Algeriepatriotique : Nous constatons que les pays de l’Union européenne font montre de beaucoup de souplesse dans la délivrance des visas, de toutes catégories, y compris de long séjour, ces derniers mois. A quoi ce revirement est-il dû ?
Algeriepatriotique : Nous constatons que les pays de l’Union européenne font montre de beaucoup de souplesse dans la délivrance des visas, de toutes catégories, y compris de long séjour, ces derniers mois. A quoi ce revirement est-il dû ?
Marek Skolil : Je vous rappelle que les entrées et les sorties sur les territoires des pays membres sont régies par la loi de ces pays en question. Nos amis algériens nous ont fait des reproches sur la forteresse Europe et les limitations concernant les citoyens algériens dans leur déplacement en Europe. Je sais que suite à cela beaucoup de pays ont multiplié leurs efforts pour le traitement de visas et ce sont les pays membres qui nous disent que le nombre des dossiers de visa traités est en augmentation. Mais encore une fois, il faut bien comprendre l’Union européenne n’est pas la première autorité dans ce domaine, car il y a des autorités nationales, et nous ne pouvons que nous réjouir qu’il y ait des améliorations depuis quelques années.
Il y a eu le processus de Barcelone, la politique européenne de voisinage… Quelle autre forme de rapprochement peut-on envisager sur le moyen terme entre les pays de l’UE et ceux de la rive sud de la Méditerranée ?
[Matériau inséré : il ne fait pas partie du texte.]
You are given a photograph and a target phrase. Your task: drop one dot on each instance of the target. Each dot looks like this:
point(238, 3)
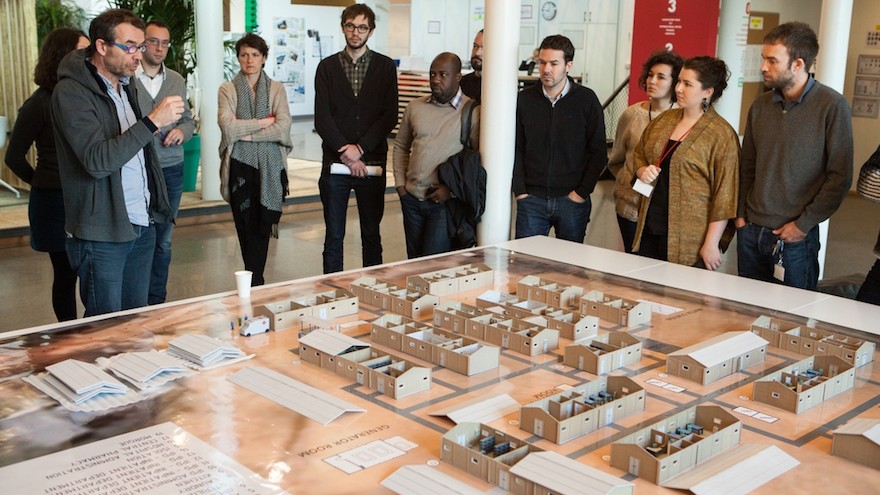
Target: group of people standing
point(683, 184)
point(109, 120)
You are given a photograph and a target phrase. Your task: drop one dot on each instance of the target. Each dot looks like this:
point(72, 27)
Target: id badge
point(643, 188)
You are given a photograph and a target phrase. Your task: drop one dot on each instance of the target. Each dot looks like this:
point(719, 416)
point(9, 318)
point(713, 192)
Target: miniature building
point(617, 310)
point(604, 353)
point(717, 357)
point(452, 281)
point(508, 333)
point(858, 441)
point(571, 324)
point(805, 384)
point(437, 346)
point(534, 288)
point(325, 305)
point(573, 413)
point(322, 347)
point(677, 444)
point(394, 298)
point(521, 468)
point(810, 341)
point(384, 373)
point(357, 361)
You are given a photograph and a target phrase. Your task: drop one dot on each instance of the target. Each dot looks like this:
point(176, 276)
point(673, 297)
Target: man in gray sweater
point(154, 82)
point(114, 191)
point(796, 164)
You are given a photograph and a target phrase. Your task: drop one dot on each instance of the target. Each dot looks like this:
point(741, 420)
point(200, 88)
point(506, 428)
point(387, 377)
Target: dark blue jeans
point(756, 259)
point(113, 275)
point(162, 255)
point(535, 215)
point(424, 224)
point(369, 193)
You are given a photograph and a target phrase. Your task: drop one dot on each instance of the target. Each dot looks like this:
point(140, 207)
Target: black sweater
point(341, 118)
point(558, 149)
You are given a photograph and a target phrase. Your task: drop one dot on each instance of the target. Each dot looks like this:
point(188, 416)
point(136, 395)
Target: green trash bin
point(192, 152)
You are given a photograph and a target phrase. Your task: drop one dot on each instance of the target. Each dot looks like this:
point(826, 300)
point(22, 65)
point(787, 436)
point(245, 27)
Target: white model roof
point(333, 343)
point(566, 476)
point(867, 427)
point(423, 480)
point(741, 470)
point(297, 396)
point(480, 410)
point(721, 348)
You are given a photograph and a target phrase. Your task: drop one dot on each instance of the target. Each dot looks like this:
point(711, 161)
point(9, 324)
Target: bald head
point(445, 76)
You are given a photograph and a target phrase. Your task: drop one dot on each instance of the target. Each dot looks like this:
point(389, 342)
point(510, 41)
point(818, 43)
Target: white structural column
point(732, 37)
point(834, 26)
point(209, 51)
point(497, 126)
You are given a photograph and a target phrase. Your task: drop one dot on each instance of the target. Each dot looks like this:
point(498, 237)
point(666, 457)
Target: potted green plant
point(179, 15)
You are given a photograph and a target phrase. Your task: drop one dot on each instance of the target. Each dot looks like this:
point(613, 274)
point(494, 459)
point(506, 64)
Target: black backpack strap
point(466, 115)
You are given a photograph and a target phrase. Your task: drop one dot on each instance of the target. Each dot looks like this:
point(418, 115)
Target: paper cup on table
point(243, 282)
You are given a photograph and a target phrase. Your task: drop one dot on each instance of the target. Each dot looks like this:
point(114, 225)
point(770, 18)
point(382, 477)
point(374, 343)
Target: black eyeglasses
point(157, 42)
point(129, 49)
point(349, 27)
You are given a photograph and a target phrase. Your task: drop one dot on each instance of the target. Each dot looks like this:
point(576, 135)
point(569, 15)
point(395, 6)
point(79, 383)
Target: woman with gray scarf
point(254, 120)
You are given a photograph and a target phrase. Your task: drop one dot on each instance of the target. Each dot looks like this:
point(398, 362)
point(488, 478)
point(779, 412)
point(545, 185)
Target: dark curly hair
point(711, 72)
point(254, 41)
point(57, 44)
point(666, 57)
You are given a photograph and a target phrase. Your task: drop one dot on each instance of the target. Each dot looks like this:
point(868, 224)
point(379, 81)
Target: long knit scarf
point(264, 156)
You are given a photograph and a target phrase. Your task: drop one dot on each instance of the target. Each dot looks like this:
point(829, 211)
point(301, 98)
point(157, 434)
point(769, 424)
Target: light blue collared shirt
point(562, 93)
point(135, 187)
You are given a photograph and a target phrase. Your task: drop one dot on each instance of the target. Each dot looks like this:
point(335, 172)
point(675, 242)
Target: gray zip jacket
point(92, 151)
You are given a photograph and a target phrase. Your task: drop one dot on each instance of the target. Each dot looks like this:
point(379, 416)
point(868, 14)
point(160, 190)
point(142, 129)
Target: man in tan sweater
point(430, 132)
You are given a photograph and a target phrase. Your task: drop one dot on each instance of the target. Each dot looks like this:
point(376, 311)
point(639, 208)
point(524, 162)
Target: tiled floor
point(206, 249)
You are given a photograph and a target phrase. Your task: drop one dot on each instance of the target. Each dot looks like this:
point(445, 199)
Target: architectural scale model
point(508, 463)
point(717, 357)
point(453, 280)
point(571, 324)
point(394, 298)
point(549, 292)
point(573, 413)
point(858, 441)
point(434, 345)
point(357, 361)
point(604, 353)
point(614, 309)
point(805, 384)
point(325, 305)
point(677, 444)
point(813, 342)
point(518, 335)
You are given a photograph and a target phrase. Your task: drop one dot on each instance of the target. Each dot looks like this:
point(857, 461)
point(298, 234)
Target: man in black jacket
point(355, 110)
point(560, 148)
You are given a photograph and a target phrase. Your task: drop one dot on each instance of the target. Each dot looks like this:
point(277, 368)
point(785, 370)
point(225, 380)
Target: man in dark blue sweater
point(560, 148)
point(355, 110)
point(796, 164)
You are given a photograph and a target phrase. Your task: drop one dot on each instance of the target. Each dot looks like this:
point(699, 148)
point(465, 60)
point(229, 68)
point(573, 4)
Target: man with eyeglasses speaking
point(113, 187)
point(355, 110)
point(154, 82)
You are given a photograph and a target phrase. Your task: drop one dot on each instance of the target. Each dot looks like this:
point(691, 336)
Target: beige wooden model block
point(858, 441)
point(717, 357)
point(453, 280)
point(573, 413)
point(810, 341)
point(805, 384)
point(604, 353)
point(678, 444)
point(616, 310)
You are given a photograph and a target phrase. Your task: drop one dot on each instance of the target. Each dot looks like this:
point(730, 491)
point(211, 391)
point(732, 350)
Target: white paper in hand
point(342, 169)
point(643, 188)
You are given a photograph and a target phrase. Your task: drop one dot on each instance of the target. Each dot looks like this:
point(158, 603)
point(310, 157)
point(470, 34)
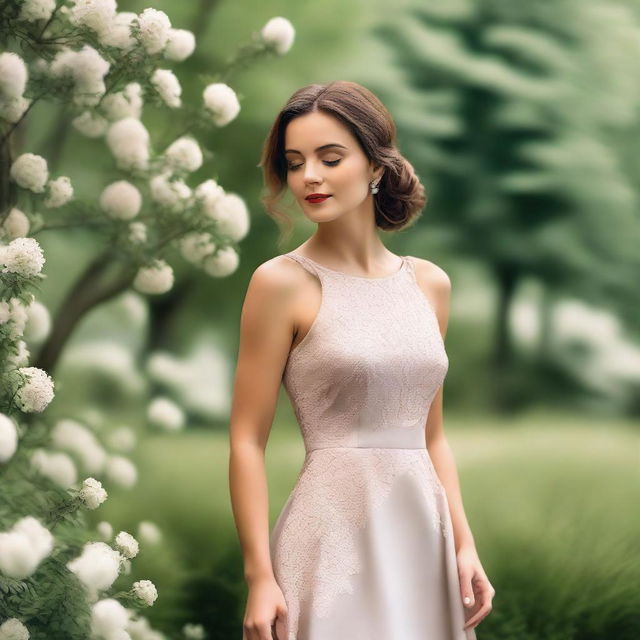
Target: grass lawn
point(551, 499)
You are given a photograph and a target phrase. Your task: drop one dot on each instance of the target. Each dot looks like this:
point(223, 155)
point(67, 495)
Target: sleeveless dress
point(363, 548)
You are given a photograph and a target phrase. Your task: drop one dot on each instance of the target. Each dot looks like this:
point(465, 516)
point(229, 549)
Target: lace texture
point(373, 358)
point(361, 383)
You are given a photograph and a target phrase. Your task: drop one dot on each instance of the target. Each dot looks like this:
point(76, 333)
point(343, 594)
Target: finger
point(477, 617)
point(265, 632)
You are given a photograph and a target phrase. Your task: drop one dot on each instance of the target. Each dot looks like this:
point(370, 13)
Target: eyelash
point(331, 163)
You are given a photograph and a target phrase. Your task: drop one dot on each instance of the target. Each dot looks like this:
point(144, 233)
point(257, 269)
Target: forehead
point(312, 130)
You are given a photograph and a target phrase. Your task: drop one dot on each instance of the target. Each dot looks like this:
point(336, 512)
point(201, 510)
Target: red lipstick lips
point(316, 198)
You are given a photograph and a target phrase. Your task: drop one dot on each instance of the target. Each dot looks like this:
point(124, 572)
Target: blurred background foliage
point(522, 121)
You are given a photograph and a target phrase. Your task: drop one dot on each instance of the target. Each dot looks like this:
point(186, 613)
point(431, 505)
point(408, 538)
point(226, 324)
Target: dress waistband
point(383, 438)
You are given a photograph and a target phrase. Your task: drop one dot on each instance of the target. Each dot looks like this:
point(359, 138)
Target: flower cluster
point(106, 67)
point(24, 547)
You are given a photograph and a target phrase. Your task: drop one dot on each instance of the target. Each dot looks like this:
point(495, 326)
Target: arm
point(437, 286)
point(476, 590)
point(266, 330)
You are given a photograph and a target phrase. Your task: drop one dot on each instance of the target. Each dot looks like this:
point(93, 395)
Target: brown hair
point(401, 196)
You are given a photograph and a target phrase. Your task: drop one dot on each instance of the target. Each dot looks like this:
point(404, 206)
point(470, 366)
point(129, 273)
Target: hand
point(266, 608)
point(474, 585)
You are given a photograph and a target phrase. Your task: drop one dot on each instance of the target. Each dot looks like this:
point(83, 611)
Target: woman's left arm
point(476, 590)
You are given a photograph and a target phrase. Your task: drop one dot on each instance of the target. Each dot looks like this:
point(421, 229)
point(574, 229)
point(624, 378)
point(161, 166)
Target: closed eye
point(330, 163)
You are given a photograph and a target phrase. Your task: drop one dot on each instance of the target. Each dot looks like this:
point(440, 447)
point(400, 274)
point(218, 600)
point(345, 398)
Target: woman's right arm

En plus du cadre de coopération qui existe déjà entre l’Algérie et l’UE, dans tous les secteurs, le rapprochement a bénéficié d’une valeur ajoutée, celle de la nouvelle politique européenne de voisinage qui consiste à nous mettre autour d’une table, avec chaque pays, y compris l’Algérie qui en a exprimé le souhait dans un nouveau cadre de voisinage pour négocier un plan d’action. Nous y sommes en plein dedans et nous sommes en train d’avancer dans les négociations. Nous avons, certes, quelques étapes à franchir, mais comme l’a si bien exprimé M. Mokrani, représentant du ministère des Affaires étrangères le souhait de l’Algérie de clore les négociations bientôt, ce qui est notre souhait aussi, nous permettra de définir un certain nombre de priorités. Ce n’est pas à moi de vous dire quelles sont ces priorités, cela doit être défini par les négociations, certaines sectorielles et d’autres dans un domaine plus général comme la gouvernance. Mais il faut se mettre d’accord, ça se fait dans le cadre de ce qu’on appelle la négociation d’un plan d’action.
Le programme d’échanges universitaires Erasmus Mundus-El Idrissi entre les pays de l’Union européenne et ceux du sud de la Méditerranée sera-t-il élargi au niveau de la graduation à l’image du programme Erasmus ?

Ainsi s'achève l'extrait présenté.